Il dénie toute valeur probante à la liste de classement en polyculture affichée en mairie aux motifs que la parcelle dont il est fait état sur cette liste n’est pas celle donnée à bail comme le démontre le fait que la superficie mentionnée sur cette liste ne correspond pas à celle de la parcelle donnée à bail et qu’elle est située dans la région de Saint-Quentin dans l’Aisne alors que la parcelle litigieuse est située à Vraignes Vermandois dans le département de la Somme. Il affirme exploiter la parcelle donnée à bail à titre de surface dite de subsistance comme l’y autorise l’article L732-39 du code rural et de la pêche maritime (code rural), mais qu’en toute hypothèse s’il était considéré qu’il ne pouvait pas bénéficier de ce régime, le bail en cours ne pourrait que se poursuivre, n’étant pas démontré que la parcelle a été sous-louée.
L’affaire a été mise en délibéré au 10 janvier 2017.
SUR CE :
S’il a pu être envisagé que Mme E L épouse X soit titulaire du bail, son nom figurant sur le projet préparé par le notaire, la conjonction de coordination « et » a été barrée sur l’acte et remplacée par les mots « époux de » de sorte que le preneur est identifié à l’acte comme étant « Monsieur A, M, AB X, agriculteur, né à Saint-Quentin, le XXX, époux de Madame E, R, Marthe L … ». En outre, le bail comporte seulement deux signatures dont l’une où le nom Tricotin est facilement déchiffrable et deux paraphes K.F.et F.T qui correspondent aux initiales du bailleur d’origine et de M. A X, étant précisé que la rectification précitée a été dûment paraphée dans les conditions sus-énoncées.

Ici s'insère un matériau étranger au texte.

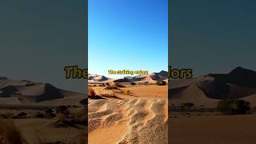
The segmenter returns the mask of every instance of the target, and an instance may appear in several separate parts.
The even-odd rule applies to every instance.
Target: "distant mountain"
[[[174,103],[216,106],[222,99],[242,98],[256,106],[256,72],[237,67],[228,74],[210,74],[191,79],[170,81]]]

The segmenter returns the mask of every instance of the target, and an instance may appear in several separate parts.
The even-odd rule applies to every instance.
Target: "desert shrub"
[[[182,103],[181,106],[186,108],[191,108],[194,106],[194,103],[192,102]]]
[[[26,142],[12,121],[0,119],[0,143],[23,144]]]
[[[166,86],[166,81],[157,81],[156,84],[158,86]]]
[[[124,85],[121,85],[120,83],[114,83],[113,86],[117,87],[125,87]]]
[[[246,114],[250,110],[250,102],[244,100],[222,100],[218,102],[217,109],[222,114]]]
[[[130,94],[132,94],[133,93],[132,93],[130,90],[125,90],[123,91],[123,94],[126,94],[126,95],[130,95]]]
[[[182,111],[190,110],[194,106],[194,103],[192,102],[186,102],[186,103],[181,103],[180,108]]]

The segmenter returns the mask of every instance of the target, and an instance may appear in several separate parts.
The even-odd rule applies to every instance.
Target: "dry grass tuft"
[[[91,87],[89,87],[88,89],[88,97],[94,97],[96,95],[96,93],[94,90]]]

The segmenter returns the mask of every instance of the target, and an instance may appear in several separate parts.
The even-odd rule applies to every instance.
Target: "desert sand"
[[[85,99],[48,83],[0,78],[0,143],[86,142]]]
[[[256,143],[256,72],[237,67],[229,74],[179,79],[169,85],[169,143]],[[247,114],[224,115],[222,100],[244,100]],[[189,109],[182,104],[193,103]]]
[[[167,86],[92,88],[103,99],[89,98],[89,144],[168,143]]]

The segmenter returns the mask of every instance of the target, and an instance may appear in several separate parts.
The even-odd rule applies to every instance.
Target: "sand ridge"
[[[167,98],[89,99],[89,143],[167,143]]]

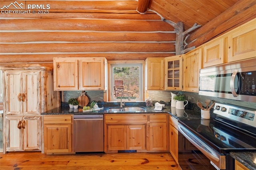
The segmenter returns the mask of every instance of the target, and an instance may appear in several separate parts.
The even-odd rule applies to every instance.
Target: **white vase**
[[[173,98],[174,96],[176,96],[177,95],[176,95],[172,93],[171,92],[171,95],[172,95],[172,100],[171,101],[171,107],[176,107],[176,103],[177,101],[176,100],[174,100],[173,99]]]
[[[186,101],[187,102],[185,105],[184,105],[184,101]],[[187,105],[188,103],[188,102],[187,100],[185,100],[185,101],[178,100],[176,103],[176,109],[185,109],[185,106]]]

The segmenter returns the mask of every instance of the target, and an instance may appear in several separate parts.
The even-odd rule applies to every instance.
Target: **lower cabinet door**
[[[108,126],[108,148],[109,150],[126,150],[126,126]]]
[[[72,152],[71,124],[45,124],[44,132],[44,150],[46,153]]]
[[[10,116],[6,117],[6,150],[7,152],[24,150],[23,128],[19,128],[22,121],[22,116]]]
[[[127,125],[127,149],[138,150],[146,149],[144,125]]]
[[[166,123],[150,123],[150,150],[166,150]]]
[[[40,116],[24,116],[23,129],[24,150],[40,150],[42,148],[42,121]]]

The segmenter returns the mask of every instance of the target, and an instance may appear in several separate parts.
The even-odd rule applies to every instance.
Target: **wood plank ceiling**
[[[14,1],[1,0],[0,8]],[[183,22],[185,30],[195,23],[202,28],[238,0],[150,0],[149,10],[143,14],[136,10],[137,0],[17,2],[25,5],[50,4],[50,13],[1,12],[0,65],[50,63],[57,57],[136,60],[174,55],[176,33],[160,16]]]

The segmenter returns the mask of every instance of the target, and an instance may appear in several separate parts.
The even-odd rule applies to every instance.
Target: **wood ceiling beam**
[[[140,13],[147,12],[150,0],[138,0],[137,10]]]
[[[253,19],[256,16],[256,8],[255,0],[238,1],[224,12],[191,34],[187,40],[188,44],[186,48],[193,46],[198,47]]]

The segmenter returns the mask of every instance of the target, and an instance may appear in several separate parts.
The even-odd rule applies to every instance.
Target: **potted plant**
[[[77,109],[78,108],[78,104],[79,103],[76,100],[75,100],[73,101],[73,105],[74,105],[74,109]]]
[[[186,100],[186,97],[184,95],[178,95],[173,97],[173,99],[177,101],[176,103],[176,109],[184,109],[185,106],[188,103],[187,100]],[[186,101],[187,103],[184,105],[184,101]]]
[[[71,98],[68,100],[68,103],[69,105],[69,107],[70,108],[74,108],[74,105],[73,104],[73,102],[75,101],[76,100],[74,98]]]

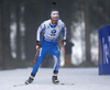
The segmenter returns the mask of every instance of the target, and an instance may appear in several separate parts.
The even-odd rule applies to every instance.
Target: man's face
[[[52,20],[52,24],[56,25],[58,22],[58,16],[53,16],[51,18],[51,20]]]

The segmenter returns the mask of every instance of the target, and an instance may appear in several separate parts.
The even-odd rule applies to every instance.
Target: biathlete
[[[59,69],[59,49],[58,49],[58,36],[59,32],[63,32],[63,40],[62,44],[66,45],[66,26],[65,23],[59,20],[59,14],[57,10],[52,10],[51,19],[44,21],[37,29],[36,32],[36,49],[40,50],[37,56],[37,61],[33,67],[31,76],[25,81],[26,85],[32,83],[34,77],[38,70],[38,67],[43,63],[44,57],[51,53],[55,63],[54,63],[54,70],[52,76],[53,83],[58,83],[59,80],[57,79],[58,69]],[[41,44],[41,34],[44,32],[43,42]]]

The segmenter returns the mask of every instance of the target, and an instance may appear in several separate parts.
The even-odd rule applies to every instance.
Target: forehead
[[[58,19],[58,16],[52,16],[52,19]]]

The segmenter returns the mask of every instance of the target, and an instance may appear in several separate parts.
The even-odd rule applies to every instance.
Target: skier
[[[36,49],[40,50],[40,55],[37,57],[37,61],[33,67],[31,76],[25,81],[26,85],[32,83],[34,77],[38,70],[38,67],[43,63],[44,57],[51,53],[55,63],[54,63],[54,71],[52,76],[53,83],[58,83],[57,79],[58,69],[59,69],[59,49],[58,49],[58,35],[59,32],[63,32],[62,44],[66,45],[66,26],[65,23],[59,20],[59,14],[56,9],[52,10],[51,19],[44,21],[37,29],[36,32]],[[41,44],[41,34],[44,32],[43,42]]]

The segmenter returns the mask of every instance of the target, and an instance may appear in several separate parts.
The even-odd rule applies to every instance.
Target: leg
[[[58,83],[59,80],[57,79],[57,74],[58,74],[58,69],[59,69],[59,50],[58,50],[57,46],[55,46],[52,49],[52,55],[53,55],[53,58],[55,60],[52,81],[53,81],[53,83]]]
[[[31,72],[31,76],[29,77],[29,79],[25,81],[26,85],[32,83],[34,80],[34,77],[37,72],[38,67],[41,66],[41,64],[43,63],[44,57],[46,56],[47,50],[45,48],[41,48],[40,49],[40,56],[37,57],[37,61],[35,64],[35,66],[33,67],[33,71]]]
[[[43,59],[46,56],[46,54],[47,54],[47,50],[45,48],[41,48],[40,49],[40,56],[37,57],[37,61],[36,61],[36,64],[33,67],[31,76],[35,77],[35,75],[36,75],[36,72],[38,70],[38,67],[43,63]]]

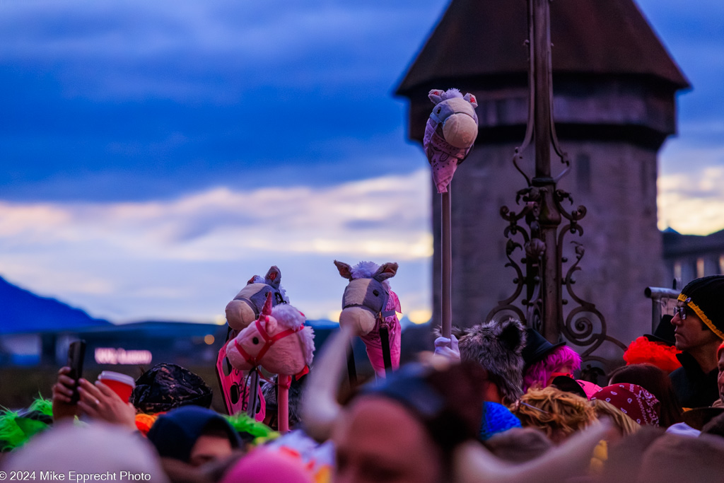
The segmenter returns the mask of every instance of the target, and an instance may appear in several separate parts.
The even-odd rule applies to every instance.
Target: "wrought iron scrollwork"
[[[585,360],[604,364],[605,359],[593,355],[604,343],[613,343],[624,350],[626,346],[607,335],[606,321],[596,306],[573,290],[573,275],[581,269],[579,264],[585,253],[581,243],[572,242],[576,260],[565,276],[563,274],[563,264],[568,261],[563,253],[565,237],[568,233],[583,235],[579,222],[586,216],[586,210],[583,206],[572,210],[571,207],[566,209],[564,202],[573,206],[573,198],[569,193],[556,188],[558,181],[569,172],[571,161],[560,146],[553,122],[549,1],[528,2],[528,121],[523,143],[515,148],[513,156],[513,166],[526,184],[526,188],[518,191],[515,203],[520,205],[522,201],[525,205],[518,213],[507,206],[500,209],[501,216],[508,223],[503,232],[508,239],[508,261],[505,266],[515,271],[515,289],[513,295],[498,302],[487,319],[501,311],[512,312],[529,326],[539,331],[544,329],[544,335],[551,340],[554,337],[565,339],[582,348],[581,355]],[[534,176],[531,177],[520,163],[523,151],[534,141],[536,167]],[[551,146],[563,165],[562,171],[555,177],[551,174]],[[562,222],[565,226],[560,226]],[[520,264],[513,259],[518,248],[525,253]],[[565,320],[566,311],[563,306],[570,306],[566,307]]]

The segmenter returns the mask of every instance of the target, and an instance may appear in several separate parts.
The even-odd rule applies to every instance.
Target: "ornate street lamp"
[[[606,322],[593,303],[584,301],[573,290],[573,274],[581,269],[578,264],[584,253],[582,244],[573,241],[576,260],[563,273],[563,256],[566,234],[583,234],[578,222],[586,216],[586,208],[578,206],[567,211],[564,202],[573,205],[571,195],[557,188],[557,182],[568,172],[571,162],[561,149],[553,123],[553,88],[551,75],[550,0],[528,1],[529,113],[523,143],[517,148],[513,162],[525,178],[527,187],[519,190],[516,203],[524,203],[519,212],[507,206],[500,209],[508,222],[505,229],[508,238],[506,256],[517,274],[513,294],[500,301],[487,315],[489,320],[500,312],[513,313],[529,327],[537,329],[548,340],[561,337],[572,344],[585,347],[581,356],[588,360],[604,359],[591,354],[608,340],[626,350],[626,345],[607,335]],[[535,173],[531,177],[521,167],[523,151],[534,143]],[[560,159],[563,169],[555,177],[551,172],[551,148]],[[524,223],[524,226],[521,224]],[[561,227],[561,224],[565,223]],[[519,264],[513,256],[524,253]],[[565,288],[565,290],[564,290]],[[568,293],[567,297],[564,292]],[[518,298],[521,308],[515,305]],[[564,320],[563,306],[571,303]]]

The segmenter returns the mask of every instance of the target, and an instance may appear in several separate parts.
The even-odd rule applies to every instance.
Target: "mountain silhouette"
[[[0,277],[0,334],[62,332],[110,325],[54,298],[41,297]]]

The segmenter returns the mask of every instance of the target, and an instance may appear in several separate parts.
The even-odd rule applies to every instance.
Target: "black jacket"
[[[704,408],[719,399],[717,369],[704,374],[696,360],[689,353],[681,353],[676,358],[681,363],[681,367],[670,374],[669,377],[682,407]]]

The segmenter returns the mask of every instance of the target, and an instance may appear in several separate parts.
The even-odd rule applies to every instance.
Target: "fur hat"
[[[477,362],[487,370],[508,402],[523,394],[523,348],[526,329],[521,321],[510,317],[491,320],[471,327],[452,327],[463,361]]]
[[[724,339],[724,275],[689,282],[678,296],[720,339]]]

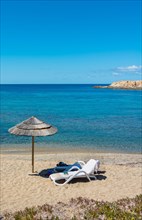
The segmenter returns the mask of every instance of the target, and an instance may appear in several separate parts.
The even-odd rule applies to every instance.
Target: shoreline
[[[44,146],[43,146],[44,145]],[[29,144],[1,144],[0,153],[6,154],[30,154],[32,150],[31,143]],[[56,144],[35,144],[35,154],[45,154],[45,153],[103,153],[103,154],[141,154],[142,151],[126,151],[118,149],[106,149],[95,146],[67,146],[67,145],[56,145]]]

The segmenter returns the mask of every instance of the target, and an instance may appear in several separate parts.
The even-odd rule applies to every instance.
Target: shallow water
[[[1,144],[29,145],[8,129],[35,116],[58,128],[37,144],[140,153],[142,93],[94,89],[93,85],[1,85]]]

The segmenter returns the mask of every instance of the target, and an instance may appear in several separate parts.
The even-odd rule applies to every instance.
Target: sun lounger
[[[99,169],[100,162],[98,160],[90,159],[82,168],[78,168],[77,171],[72,171],[73,167],[69,169],[68,172],[61,172],[51,174],[49,178],[54,182],[55,185],[65,185],[69,183],[74,178],[87,178],[91,181],[90,178],[96,179],[94,172],[97,172]],[[65,180],[64,183],[58,183],[59,180]]]
[[[45,169],[39,172],[39,176],[49,177],[51,174],[59,173],[59,172],[68,172],[70,170],[76,171],[81,169],[84,166],[84,161],[78,161],[74,164],[66,164],[64,162],[59,162],[56,167]]]

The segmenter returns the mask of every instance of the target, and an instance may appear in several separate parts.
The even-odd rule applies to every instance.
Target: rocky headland
[[[135,90],[141,90],[142,89],[142,80],[136,80],[136,81],[118,81],[113,82],[109,86],[93,86],[94,88],[104,88],[104,89],[135,89]]]

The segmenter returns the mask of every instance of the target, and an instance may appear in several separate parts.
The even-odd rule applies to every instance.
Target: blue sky
[[[1,83],[141,79],[140,0],[1,1]]]

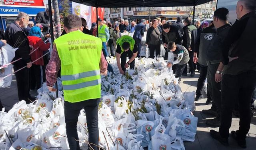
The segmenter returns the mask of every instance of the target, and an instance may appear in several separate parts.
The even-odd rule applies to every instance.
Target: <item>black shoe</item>
[[[211,109],[204,109],[202,111],[202,112],[204,114],[212,115],[214,116],[217,116],[217,112],[216,111],[214,111]]]
[[[212,100],[210,99],[207,98],[207,100],[206,100],[206,102],[205,103],[205,104],[206,105],[210,105],[212,104]]]
[[[240,113],[239,113],[239,111],[238,110],[233,110],[233,114],[234,114],[234,115],[237,118],[240,117]]]
[[[180,84],[180,81],[181,81],[181,78],[179,78],[179,80],[178,81],[178,83],[179,84]]]
[[[230,133],[231,136],[237,142],[237,144],[239,146],[242,148],[246,148],[246,141],[245,139],[241,140],[238,138],[237,135],[236,135],[236,132],[235,131],[232,131]]]
[[[190,76],[195,76],[195,72],[191,72],[190,74]]]
[[[195,98],[195,101],[198,101],[199,100],[202,100],[204,98],[204,96],[203,95],[196,95],[196,98]]]
[[[215,117],[212,119],[207,120],[206,123],[213,127],[218,127],[220,126],[220,120],[218,117]]]
[[[214,130],[211,130],[210,131],[210,134],[213,138],[219,141],[220,143],[222,144],[224,146],[229,146],[228,143],[228,138],[224,138],[220,136],[220,133],[218,132],[217,132]]]

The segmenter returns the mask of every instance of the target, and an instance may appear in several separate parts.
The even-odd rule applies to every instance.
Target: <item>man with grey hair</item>
[[[28,39],[23,29],[28,26],[29,20],[29,16],[27,14],[20,12],[16,21],[13,21],[8,26],[5,32],[5,38],[7,43],[14,48],[19,48],[15,52],[15,56],[12,61],[20,58],[22,58],[13,64],[14,71],[27,66],[15,73],[19,100],[20,101],[24,100],[27,104],[30,102],[29,99],[31,100],[35,100],[34,98],[31,99],[29,94],[29,68],[31,67],[32,63],[29,56],[30,50]]]
[[[120,24],[119,24],[119,29],[121,29],[122,26],[125,26],[124,25],[124,19],[122,19],[121,20]]]
[[[144,36],[144,31],[145,30],[145,24],[146,20],[142,19],[141,22],[136,26],[134,33],[132,38],[136,41],[137,46],[138,47],[138,57],[140,57],[140,49],[141,49],[141,40]]]
[[[31,28],[33,27],[34,26],[34,22],[31,21],[29,21],[28,23],[28,27],[27,28],[24,28],[24,30],[25,33],[27,35],[28,35],[29,34],[29,32],[30,31],[30,29],[31,29]]]
[[[237,101],[239,128],[231,131],[231,135],[240,147],[246,147],[246,138],[251,122],[250,102],[256,86],[256,0],[238,0],[238,20],[221,44],[221,61],[224,68],[222,78],[219,79],[222,86],[221,123],[218,132],[211,130],[210,133],[225,146],[229,145],[232,111]]]
[[[128,20],[124,20],[124,25],[122,25],[120,28],[121,33],[128,32],[130,33],[131,30],[131,25],[129,24],[129,21]]]
[[[131,32],[132,33],[135,30],[135,27],[136,27],[136,24],[134,21],[131,22]]]
[[[37,13],[36,17],[36,24],[40,23],[44,26],[44,30],[42,32],[44,35],[50,32],[49,13],[49,8],[47,8],[45,12],[40,12]],[[53,15],[54,13],[54,10],[52,9],[52,14]]]

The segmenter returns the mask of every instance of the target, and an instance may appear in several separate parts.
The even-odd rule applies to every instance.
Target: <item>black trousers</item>
[[[150,44],[150,47],[149,47],[149,57],[150,58],[154,59],[154,54],[155,53],[155,50],[156,50],[156,56],[157,56],[158,55],[160,55],[161,44]]]
[[[189,66],[189,71],[190,72],[194,72],[196,67],[196,64],[194,63],[193,57],[194,57],[194,52],[188,51],[189,55],[189,61],[188,61],[188,66]]]
[[[36,64],[32,64],[30,68],[31,86],[30,89],[36,90],[40,88],[43,84],[43,66]]]
[[[222,79],[221,125],[219,131],[222,137],[228,138],[231,126],[232,111],[235,102],[239,106],[239,128],[238,137],[244,140],[250,130],[251,122],[251,101],[256,85],[256,71],[248,71],[237,76],[224,74]]]
[[[89,142],[96,145],[99,143],[98,110],[100,98],[85,100],[76,103],[65,101],[65,122],[68,145],[70,150],[80,150],[76,125],[80,111],[84,109],[89,134]],[[97,146],[90,144],[94,150]]]
[[[1,102],[1,99],[0,99],[0,111],[2,111],[3,108],[4,106],[3,106],[3,105],[2,104],[2,102]]]
[[[23,63],[16,63],[13,66],[13,69],[16,71],[24,67]],[[29,69],[26,67],[14,74],[17,82],[18,95],[19,100],[20,101],[24,100],[27,104],[30,101],[28,100],[30,97],[29,91],[30,90]]]
[[[220,115],[221,108],[221,88],[220,82],[215,82],[215,73],[220,64],[208,65],[207,68],[207,86],[210,97],[212,100],[212,108],[216,110],[218,117]]]
[[[114,47],[114,42],[113,42],[113,39],[109,39],[108,42],[108,45],[110,48],[110,54],[111,56],[114,56],[114,52],[116,51],[115,48]]]
[[[201,70],[200,74],[199,74],[199,78],[197,81],[197,84],[196,85],[196,94],[197,95],[201,95],[202,94],[202,90],[203,90],[204,82],[206,79],[206,75],[207,75],[207,66],[200,64]],[[208,92],[207,92],[208,94]]]
[[[140,50],[141,50],[141,40],[137,38],[134,38],[134,39],[136,41],[137,47],[138,47],[138,54],[137,56],[140,57]]]
[[[126,68],[124,68],[124,65],[126,63],[126,59],[127,56],[129,58],[129,59],[131,59],[133,53],[131,50],[129,50],[126,52],[124,52],[121,54],[121,67],[122,69],[124,70],[124,72],[126,70]],[[131,63],[130,63],[130,68],[131,69],[134,69],[135,67],[135,60],[132,60]]]
[[[184,70],[184,69],[185,69],[186,65],[187,64],[182,65],[176,64],[176,74],[175,74],[175,78],[181,78],[183,70]]]

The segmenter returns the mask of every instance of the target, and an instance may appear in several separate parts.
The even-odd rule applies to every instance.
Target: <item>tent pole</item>
[[[53,41],[54,40],[54,35],[53,34],[53,24],[52,24],[52,2],[51,0],[48,0],[48,5],[49,7],[49,18],[50,18],[50,26],[51,34],[51,40],[52,40],[52,48],[53,47]],[[58,98],[59,95],[58,92],[58,84],[57,82],[55,83],[55,86],[57,89],[56,91],[56,98]]]
[[[99,22],[98,21],[98,7],[96,7],[96,22],[97,23],[97,37],[99,37],[99,29],[98,28],[99,28]]]
[[[193,22],[192,22],[193,24],[194,24],[195,21],[195,9],[196,9],[196,5],[194,5],[193,8]]]

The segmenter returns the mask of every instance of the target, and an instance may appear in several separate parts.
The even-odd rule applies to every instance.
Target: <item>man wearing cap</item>
[[[92,27],[91,27],[91,32],[92,33],[92,35],[94,36],[97,36],[97,24],[95,22],[92,23]]]
[[[138,48],[135,41],[129,36],[124,35],[117,40],[117,47],[116,51],[116,62],[120,73],[125,74],[127,68],[134,69],[135,58],[138,53]],[[126,58],[129,60],[126,62]],[[121,63],[120,58],[121,58]]]
[[[141,22],[136,26],[134,33],[132,38],[136,41],[138,47],[138,57],[140,57],[140,49],[141,49],[141,40],[144,36],[144,31],[145,30],[145,24],[146,20],[142,19]]]

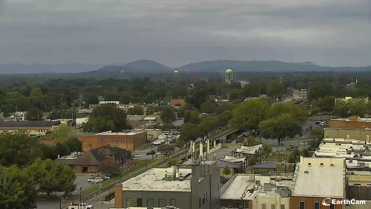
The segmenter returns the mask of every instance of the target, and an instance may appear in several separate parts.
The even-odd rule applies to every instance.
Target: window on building
[[[299,201],[299,209],[305,209],[305,202]]]
[[[166,203],[165,199],[158,199],[158,207],[165,207],[166,206]]]
[[[131,198],[126,198],[126,206],[131,206]]]
[[[154,207],[155,199],[153,198],[147,199],[147,207]]]
[[[319,202],[314,202],[314,209],[319,209]]]
[[[170,205],[175,206],[175,199],[170,199]]]

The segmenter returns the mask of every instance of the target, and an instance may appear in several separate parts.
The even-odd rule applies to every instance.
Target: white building
[[[226,70],[226,83],[230,83],[233,80],[233,70],[228,68]]]

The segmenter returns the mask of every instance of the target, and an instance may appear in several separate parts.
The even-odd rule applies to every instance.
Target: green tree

Il résulte des corrections apportées au projet de bail que M. A X est le seul titulaire du bail.
En application de l’article L411-31 du code rural, le bailleur peut demander la résiliation s’il justifie de toute contravention aux dispositions de l’article L411-35 du code rural prohibant la cession ou la sous-location des biens donnés à bail rural ; par ailleurs aux termes de cet article, le bailleur peut également demander la résiliation du bail s’il justifie d’agissements du preneur de nature à compromettre la bonne exploitation du fonds ; dans ce dernier cas, l’existence de raisons sérieuses et légitimes permettent au preneur d’échapper à la résiliation du bail. Il en résulte que le bailleur, en cas de contravention à l’article L411-35 du code rural, n’a pas à justifier de l’existence d’un préjudice causé par la cession ou la sous-location prohibée alors que l’existence d’un préjudice est nécessairement attachée au motif lié à des agissements de nature à compromettre la bonne exploitation du fonds comme l’induit l’emploi du verbe compromettre.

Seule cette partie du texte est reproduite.